The particular document before us is so bereft of any meaningful description that the majority’s resort to parol evidence amounts to “supply[ing] missing terms” of the purported contract, contrary to the sound analysis of the Guel court. Guel, 127 Ill. App. 3d at 40, 468 N.E.2d at 814. The document contained no description whatsoever of the property to be sold, except for a statement that the property contains 100 acres “more or less,” consisting of 83 acres of pasture and timber and 19 acres of tillable ground. This description contains nary a clue as to where this property might be located. Further obscuring the issue, this “description” does not identify Hathaway as the “owner” of the property but as the “seller.” The two are not equivalent. Hathaway could fully comply with the written terms of the document by purchasing any 83 acres of woods and 19 acres of tillable land and selling it to Crawley. Hathaway could meet the description of “seller” even if he were acting as an agent for some other, unnamed owner.

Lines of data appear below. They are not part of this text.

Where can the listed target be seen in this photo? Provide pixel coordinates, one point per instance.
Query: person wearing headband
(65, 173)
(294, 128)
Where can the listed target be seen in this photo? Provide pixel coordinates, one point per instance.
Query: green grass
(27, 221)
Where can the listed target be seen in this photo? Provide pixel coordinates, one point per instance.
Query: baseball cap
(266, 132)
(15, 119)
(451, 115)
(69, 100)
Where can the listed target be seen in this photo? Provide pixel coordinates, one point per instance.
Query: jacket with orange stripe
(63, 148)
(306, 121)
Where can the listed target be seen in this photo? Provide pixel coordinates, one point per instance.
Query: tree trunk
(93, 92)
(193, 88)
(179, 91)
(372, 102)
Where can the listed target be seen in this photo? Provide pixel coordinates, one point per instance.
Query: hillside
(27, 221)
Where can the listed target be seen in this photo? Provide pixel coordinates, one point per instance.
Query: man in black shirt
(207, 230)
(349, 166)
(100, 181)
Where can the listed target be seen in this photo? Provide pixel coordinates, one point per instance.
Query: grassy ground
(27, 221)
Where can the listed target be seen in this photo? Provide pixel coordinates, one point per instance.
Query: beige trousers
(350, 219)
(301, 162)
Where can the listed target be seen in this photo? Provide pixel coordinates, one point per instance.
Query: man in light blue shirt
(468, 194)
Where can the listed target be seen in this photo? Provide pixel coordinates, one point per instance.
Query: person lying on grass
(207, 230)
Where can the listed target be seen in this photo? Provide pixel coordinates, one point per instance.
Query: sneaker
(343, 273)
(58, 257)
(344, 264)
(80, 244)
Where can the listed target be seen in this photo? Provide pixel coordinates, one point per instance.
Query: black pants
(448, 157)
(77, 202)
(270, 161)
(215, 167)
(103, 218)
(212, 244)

In a big, largely rural state like Illinois, the description contained in the document could undoubtedly be applied to hundreds, perhaps thousands, of parcels of land. Because the law governing the Statute of Frauds permits Crawley to use parol evidence only to clarify the terms of the purported contract, not to supply missing terms, this court should agree with the trial court’s decision to grant Hathaway summary judgment.

We should also reject Crawley’s argument that the land survey completed in October 1995 may be considered when determining whether the document constitutes a valid contract. The document, signed in June 1995, does not refer to any land survey, and the October 1995 land survey does not refer to the document. Although a contract may consist of several writings, they must be connected in some definite manner, physically or otherwise, so that it is clear they relate to the same matter. Davito, 96 Ill. App. 2d at 201-02, 238 N.E.2d at 413. Hathaway is correct that unless the land survey somehow indicates that it is to be attached as a supplement to the document, it may not be considered as part of the document. The land survey does not so indicate. Thus, the document and the land survey cannot be read together to create an enforceable contract that would satisfy the Statute of Frauds.